Diese Bußgelder sollen vor allem eines erreichen: mehr Sicherheit. Denn viele Unfälle entstehen nicht durch technische Mängel, sondern durch Unwissenheit oder Leichtsinn. E-Scooter gelten als Kraftfahrzeuge – und wer damit unterwegs ist, trägt dieselbe Verantwortung wie ein Autofahrer.
Neue eKFV-Regeln in Sicht
Das Bundesverkehrsministerium arbeitet aktuell an einer Überarbeitung der Elektrokleinstfahrzeuge-Verordnung (eKFV). Ziel ist, E-Scooter stärker in den regulären Straßenverkehr zu integrieren. Künftig sollen sie dort fahren dürfen, wo auch Fahrräder erlaubt sind – also auf Radwegen und Fahrradstraßen. Damit würde endlich mehr Klarheit im Alltag geschaffen.

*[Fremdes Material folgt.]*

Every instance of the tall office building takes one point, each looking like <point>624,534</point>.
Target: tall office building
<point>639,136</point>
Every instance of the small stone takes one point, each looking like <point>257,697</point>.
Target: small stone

Zudem sollen neue Modelle ab Werk mit Blinkern und getrennten Bremsen ausgestattet sein. Das sorgt für mehr Sicherheit, vor allem in der Dämmerung. Auch das wilde Abstellen von Sharing-Scootern auf Gehwegen steht auf dem Prüfstand. Städte sollen künftig strenger durchgreifen dürfen, um Chaos auf den Bürgersteigen zu vermeiden.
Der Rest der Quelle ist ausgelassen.